Un par de soldados que cuidaban el interior del castillo se le unieron en cuanto pasó el umbral. Parecía que habían escuchado quién era y, más que acompañarla en su breve viaje hacia el dirigente, buscaban proteger al castillo de las intenciones de Celta.
La pelirroja percibió la mirada de la mayoría de los habitantes que se encontraban en ese momento deambulando en el castillo. Todos parecían estar sufriendo una larga condena, ninguno lucía feliz.
Aquel portón se cerró detrás con un fuerte estruendo, tal sonido, sin duda, intimidaría a alguien común. Para Celta, era un rugido que la invitaba a sacar los colmillos.
El comedor del castillo fue preparado en cuanto los guardias anunciaron la presencia de la pelirroja y en menos de un parpadeo, la líder del ejército se encontraba sentada en un extremo de la mesa, con una pose imponente y la figura grande formada por la armadura que portaba.
Del otro lado, el anfitrión, quien había recibido noticia de su llegada hacía unos minutos y cuya paciencia se había visto claramente reducida al percatarse de lo que podría significar que Celta estuviera ahí.

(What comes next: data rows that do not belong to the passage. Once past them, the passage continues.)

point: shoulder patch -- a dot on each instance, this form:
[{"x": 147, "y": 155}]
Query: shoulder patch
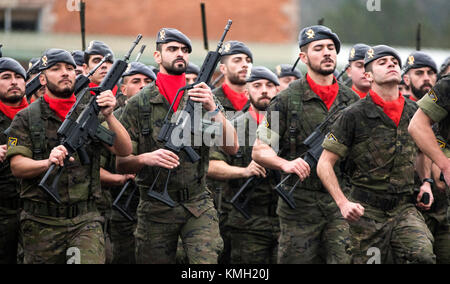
[
  {"x": 12, "y": 142},
  {"x": 432, "y": 95},
  {"x": 330, "y": 136}
]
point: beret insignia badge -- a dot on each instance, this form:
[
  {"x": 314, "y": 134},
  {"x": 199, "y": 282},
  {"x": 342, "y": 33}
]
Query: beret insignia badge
[
  {"x": 310, "y": 33},
  {"x": 44, "y": 60}
]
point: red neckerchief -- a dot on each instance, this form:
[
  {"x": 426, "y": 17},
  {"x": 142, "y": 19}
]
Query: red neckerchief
[
  {"x": 11, "y": 111},
  {"x": 392, "y": 109},
  {"x": 60, "y": 106},
  {"x": 327, "y": 93},
  {"x": 258, "y": 117},
  {"x": 93, "y": 85},
  {"x": 238, "y": 100},
  {"x": 169, "y": 85},
  {"x": 362, "y": 95}
]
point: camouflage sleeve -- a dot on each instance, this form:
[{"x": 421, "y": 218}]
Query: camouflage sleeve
[
  {"x": 273, "y": 127},
  {"x": 19, "y": 142},
  {"x": 436, "y": 104},
  {"x": 129, "y": 120},
  {"x": 340, "y": 137}
]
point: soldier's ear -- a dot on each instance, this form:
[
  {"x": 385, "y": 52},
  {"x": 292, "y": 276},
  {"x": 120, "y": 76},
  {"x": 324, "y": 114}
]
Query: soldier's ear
[
  {"x": 407, "y": 80},
  {"x": 157, "y": 56},
  {"x": 43, "y": 79}
]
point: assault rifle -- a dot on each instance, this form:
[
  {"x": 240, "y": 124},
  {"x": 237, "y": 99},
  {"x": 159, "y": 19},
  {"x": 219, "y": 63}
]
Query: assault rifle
[
  {"x": 314, "y": 144},
  {"x": 165, "y": 135},
  {"x": 75, "y": 135}
]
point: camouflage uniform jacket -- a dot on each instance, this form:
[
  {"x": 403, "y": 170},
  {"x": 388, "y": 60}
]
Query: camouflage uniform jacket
[
  {"x": 143, "y": 117},
  {"x": 263, "y": 198},
  {"x": 78, "y": 183},
  {"x": 380, "y": 154},
  {"x": 299, "y": 111},
  {"x": 8, "y": 183}
]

—No recibimos una carta de Nitris —dijo el barón de Ífniga rompiendo el lúgubre silencio.
Aquel hombre había sido el sucesor del padre de Nereida, sin embargo, el hecho de haber interrumpido el legado de tal hombre, no significaba nueva esperanza para los pobladores, por el contrario, una mano mucho más dura los gobernaba.
Celta antecedió su respuesta con una mirada sostenida.
—No era necesario.
—¿A qué debemos esta placentera visita?
—Eran ciertos los rumores. La comida de Ífniga es verdaderamente exquisita —dijo ella devolviendo el sarcasmo al tiempo que admiraba el plato que tenía en frente.

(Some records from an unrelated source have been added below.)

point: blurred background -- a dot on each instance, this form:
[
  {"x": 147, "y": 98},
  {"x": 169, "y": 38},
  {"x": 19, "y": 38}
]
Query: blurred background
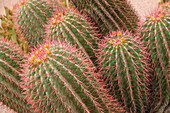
[{"x": 142, "y": 7}]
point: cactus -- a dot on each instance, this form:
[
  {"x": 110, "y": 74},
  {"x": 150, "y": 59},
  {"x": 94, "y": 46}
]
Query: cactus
[
  {"x": 30, "y": 18},
  {"x": 155, "y": 32},
  {"x": 10, "y": 69},
  {"x": 59, "y": 78},
  {"x": 109, "y": 15},
  {"x": 74, "y": 28},
  {"x": 8, "y": 30},
  {"x": 122, "y": 62}
]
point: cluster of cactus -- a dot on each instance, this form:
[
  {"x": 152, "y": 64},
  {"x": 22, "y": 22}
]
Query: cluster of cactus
[
  {"x": 96, "y": 60},
  {"x": 8, "y": 31},
  {"x": 60, "y": 75}
]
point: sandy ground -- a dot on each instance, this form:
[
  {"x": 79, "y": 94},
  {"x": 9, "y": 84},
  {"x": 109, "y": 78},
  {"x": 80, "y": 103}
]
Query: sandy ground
[{"x": 141, "y": 6}]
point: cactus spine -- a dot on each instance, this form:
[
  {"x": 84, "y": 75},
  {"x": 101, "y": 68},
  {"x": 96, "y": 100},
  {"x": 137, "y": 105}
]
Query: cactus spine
[
  {"x": 10, "y": 87},
  {"x": 60, "y": 79},
  {"x": 123, "y": 65},
  {"x": 30, "y": 18},
  {"x": 156, "y": 35},
  {"x": 109, "y": 14},
  {"x": 8, "y": 31},
  {"x": 73, "y": 28}
]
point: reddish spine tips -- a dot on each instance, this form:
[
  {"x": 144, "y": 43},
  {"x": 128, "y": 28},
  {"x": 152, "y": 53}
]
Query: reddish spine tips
[
  {"x": 162, "y": 16},
  {"x": 36, "y": 52},
  {"x": 59, "y": 14},
  {"x": 158, "y": 19},
  {"x": 45, "y": 57},
  {"x": 48, "y": 52},
  {"x": 40, "y": 49},
  {"x": 22, "y": 2},
  {"x": 39, "y": 61},
  {"x": 153, "y": 19},
  {"x": 111, "y": 42},
  {"x": 46, "y": 46},
  {"x": 148, "y": 16},
  {"x": 58, "y": 22},
  {"x": 119, "y": 34},
  {"x": 52, "y": 19},
  {"x": 114, "y": 34},
  {"x": 54, "y": 22},
  {"x": 119, "y": 43},
  {"x": 123, "y": 40}
]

El dirigente soltó una pequeña risa. Picó una de las viscosas papas que reposaban frente a sí, causando un desagradable sonido. Celta sonrió al encontrar refuerzo en sus palabras y después levantó la copa autoritaria hacia una de las mucamas que sostenía la bebida.

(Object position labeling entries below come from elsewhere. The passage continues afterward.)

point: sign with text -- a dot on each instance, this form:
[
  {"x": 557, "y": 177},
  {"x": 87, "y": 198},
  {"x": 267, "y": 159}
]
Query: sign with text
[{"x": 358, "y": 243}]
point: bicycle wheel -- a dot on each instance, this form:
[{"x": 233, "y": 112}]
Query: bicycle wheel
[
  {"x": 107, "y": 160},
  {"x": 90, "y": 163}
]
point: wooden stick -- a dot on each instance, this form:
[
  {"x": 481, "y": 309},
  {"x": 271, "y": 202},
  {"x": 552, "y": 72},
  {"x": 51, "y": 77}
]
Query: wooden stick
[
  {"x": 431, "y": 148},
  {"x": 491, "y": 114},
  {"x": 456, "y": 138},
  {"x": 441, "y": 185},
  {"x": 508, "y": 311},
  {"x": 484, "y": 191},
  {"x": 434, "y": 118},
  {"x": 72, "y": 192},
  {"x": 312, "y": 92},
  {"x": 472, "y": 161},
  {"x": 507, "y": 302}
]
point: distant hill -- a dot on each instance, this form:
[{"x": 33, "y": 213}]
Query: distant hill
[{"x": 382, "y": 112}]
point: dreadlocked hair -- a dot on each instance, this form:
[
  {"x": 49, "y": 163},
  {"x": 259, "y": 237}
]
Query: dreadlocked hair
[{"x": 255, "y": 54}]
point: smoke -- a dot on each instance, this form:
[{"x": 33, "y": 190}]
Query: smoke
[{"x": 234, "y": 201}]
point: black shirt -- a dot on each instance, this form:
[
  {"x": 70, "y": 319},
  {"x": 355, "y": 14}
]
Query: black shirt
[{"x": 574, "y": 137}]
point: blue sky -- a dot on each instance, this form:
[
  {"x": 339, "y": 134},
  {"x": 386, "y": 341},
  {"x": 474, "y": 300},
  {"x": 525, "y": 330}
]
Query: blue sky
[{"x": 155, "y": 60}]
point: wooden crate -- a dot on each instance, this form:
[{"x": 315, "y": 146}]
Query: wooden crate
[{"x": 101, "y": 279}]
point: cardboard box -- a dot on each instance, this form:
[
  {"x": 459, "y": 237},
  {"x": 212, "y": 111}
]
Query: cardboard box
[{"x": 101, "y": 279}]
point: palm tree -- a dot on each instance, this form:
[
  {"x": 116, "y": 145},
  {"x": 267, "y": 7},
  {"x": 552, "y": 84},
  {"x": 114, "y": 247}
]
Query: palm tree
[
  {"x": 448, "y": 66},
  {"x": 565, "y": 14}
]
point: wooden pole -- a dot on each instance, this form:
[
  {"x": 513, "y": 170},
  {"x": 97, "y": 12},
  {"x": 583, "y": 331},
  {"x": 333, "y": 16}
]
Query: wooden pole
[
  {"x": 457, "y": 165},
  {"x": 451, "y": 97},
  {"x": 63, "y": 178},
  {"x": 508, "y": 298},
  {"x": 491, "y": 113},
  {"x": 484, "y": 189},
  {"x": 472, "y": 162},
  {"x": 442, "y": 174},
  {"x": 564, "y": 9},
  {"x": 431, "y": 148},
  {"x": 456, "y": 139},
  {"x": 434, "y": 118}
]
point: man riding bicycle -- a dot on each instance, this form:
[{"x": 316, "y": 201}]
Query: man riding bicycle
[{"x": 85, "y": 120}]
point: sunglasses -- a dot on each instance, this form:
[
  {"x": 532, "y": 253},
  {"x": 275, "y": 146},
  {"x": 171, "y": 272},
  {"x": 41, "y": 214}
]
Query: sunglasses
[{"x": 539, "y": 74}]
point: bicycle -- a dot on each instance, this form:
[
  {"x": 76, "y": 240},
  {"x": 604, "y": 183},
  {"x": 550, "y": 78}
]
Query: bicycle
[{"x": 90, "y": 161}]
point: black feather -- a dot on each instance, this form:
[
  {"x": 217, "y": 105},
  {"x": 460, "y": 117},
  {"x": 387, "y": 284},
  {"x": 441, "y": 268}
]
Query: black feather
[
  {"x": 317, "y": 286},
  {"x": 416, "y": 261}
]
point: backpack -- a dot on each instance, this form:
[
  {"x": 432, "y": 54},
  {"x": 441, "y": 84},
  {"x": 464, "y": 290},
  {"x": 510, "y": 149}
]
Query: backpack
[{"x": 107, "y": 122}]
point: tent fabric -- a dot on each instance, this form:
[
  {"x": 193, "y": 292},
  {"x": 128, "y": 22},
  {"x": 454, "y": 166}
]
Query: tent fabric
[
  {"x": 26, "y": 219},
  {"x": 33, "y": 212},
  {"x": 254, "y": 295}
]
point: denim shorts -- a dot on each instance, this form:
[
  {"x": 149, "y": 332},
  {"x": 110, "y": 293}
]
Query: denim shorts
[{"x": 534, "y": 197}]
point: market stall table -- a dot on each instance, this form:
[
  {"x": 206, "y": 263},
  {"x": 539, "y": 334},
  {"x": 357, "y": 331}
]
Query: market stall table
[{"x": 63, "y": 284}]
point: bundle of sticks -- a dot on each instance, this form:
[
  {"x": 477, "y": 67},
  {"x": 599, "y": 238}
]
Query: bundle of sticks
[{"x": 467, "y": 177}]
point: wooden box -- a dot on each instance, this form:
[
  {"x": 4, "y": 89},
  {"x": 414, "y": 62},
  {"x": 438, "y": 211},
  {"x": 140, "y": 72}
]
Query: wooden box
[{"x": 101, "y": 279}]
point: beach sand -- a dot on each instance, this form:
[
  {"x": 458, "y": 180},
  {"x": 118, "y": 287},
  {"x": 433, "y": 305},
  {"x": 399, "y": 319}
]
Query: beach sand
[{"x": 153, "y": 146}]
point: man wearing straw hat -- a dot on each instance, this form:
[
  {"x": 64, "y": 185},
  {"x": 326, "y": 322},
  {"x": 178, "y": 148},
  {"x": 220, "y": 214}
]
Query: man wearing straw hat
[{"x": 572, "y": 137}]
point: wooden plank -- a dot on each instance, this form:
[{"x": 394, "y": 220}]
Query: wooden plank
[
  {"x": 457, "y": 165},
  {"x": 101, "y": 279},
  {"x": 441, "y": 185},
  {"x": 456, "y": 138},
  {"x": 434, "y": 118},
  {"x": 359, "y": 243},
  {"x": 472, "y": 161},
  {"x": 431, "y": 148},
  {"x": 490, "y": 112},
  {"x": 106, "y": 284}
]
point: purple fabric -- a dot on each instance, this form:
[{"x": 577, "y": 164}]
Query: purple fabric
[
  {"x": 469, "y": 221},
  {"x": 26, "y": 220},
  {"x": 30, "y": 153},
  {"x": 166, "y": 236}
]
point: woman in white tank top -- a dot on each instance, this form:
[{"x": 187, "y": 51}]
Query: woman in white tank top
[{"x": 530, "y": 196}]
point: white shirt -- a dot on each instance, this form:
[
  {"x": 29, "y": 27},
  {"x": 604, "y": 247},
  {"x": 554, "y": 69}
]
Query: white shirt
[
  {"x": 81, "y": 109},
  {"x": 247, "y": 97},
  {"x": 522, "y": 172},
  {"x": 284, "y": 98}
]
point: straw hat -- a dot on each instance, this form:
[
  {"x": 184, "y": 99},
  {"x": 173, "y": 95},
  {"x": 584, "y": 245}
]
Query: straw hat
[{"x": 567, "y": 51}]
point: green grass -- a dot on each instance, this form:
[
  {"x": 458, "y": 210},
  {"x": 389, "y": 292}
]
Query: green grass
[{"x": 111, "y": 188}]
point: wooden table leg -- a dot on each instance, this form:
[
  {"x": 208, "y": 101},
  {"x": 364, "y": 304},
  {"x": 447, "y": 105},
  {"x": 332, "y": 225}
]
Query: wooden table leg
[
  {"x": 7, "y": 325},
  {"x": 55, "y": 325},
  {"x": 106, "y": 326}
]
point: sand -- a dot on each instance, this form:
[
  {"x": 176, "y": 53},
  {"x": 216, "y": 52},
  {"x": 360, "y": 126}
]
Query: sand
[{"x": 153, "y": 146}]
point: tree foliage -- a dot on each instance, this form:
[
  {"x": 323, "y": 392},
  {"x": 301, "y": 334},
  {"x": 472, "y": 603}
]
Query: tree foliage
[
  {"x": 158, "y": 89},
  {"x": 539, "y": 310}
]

—En definitiva, los motivos de mi visita no son de su incumbencia —sentenció la pelirroja bebiendo lentamente de la copa que ahora rebosaba.
El hombre miró a uno de sus soldados que se hallaba con la postura firme. Lo hizo con disimulo antes de dejar el tenedor de lado para cruzar las manos frente a él.
—Lo lamento, pero los archivos que guarda este castillo son de alta confidencialidad, mi General —respondió el hombre jalando nuevamente el cuchillo hacia sí, sin razón aparente.
Todo aquello daba la impresión de ser una estrategia, un juego en el que pocos podrían participar, no obstante, Celta y el anciano dirigente parecían dominarlo a la perfección.
—La corona de Imperia me respalda —sentenció la pelirroja dejando su copa con fuerza en la mesa antes de inclinarse.
Aquel acto, por más sencillo que pareciese alertó a todos los que rodeaban la mesa, orillando a que el anfitrión de aquella comida levantara la mano para tranquilizar a su gente.
—No pudimos ser más afortunados de tenerla aquí —repitió el hombre soltando una ligera risa.
La cena concluyó por simple protocolo. Era verdad que el sabor era francamente insípido y carente de aquellos preciosos toques de color por los que se distinguía la gastronomía imperiana. Así se sentía Celta después de haber abandonado el castillo de Nitris, como si estuviera tremendamente lejos de Imperia.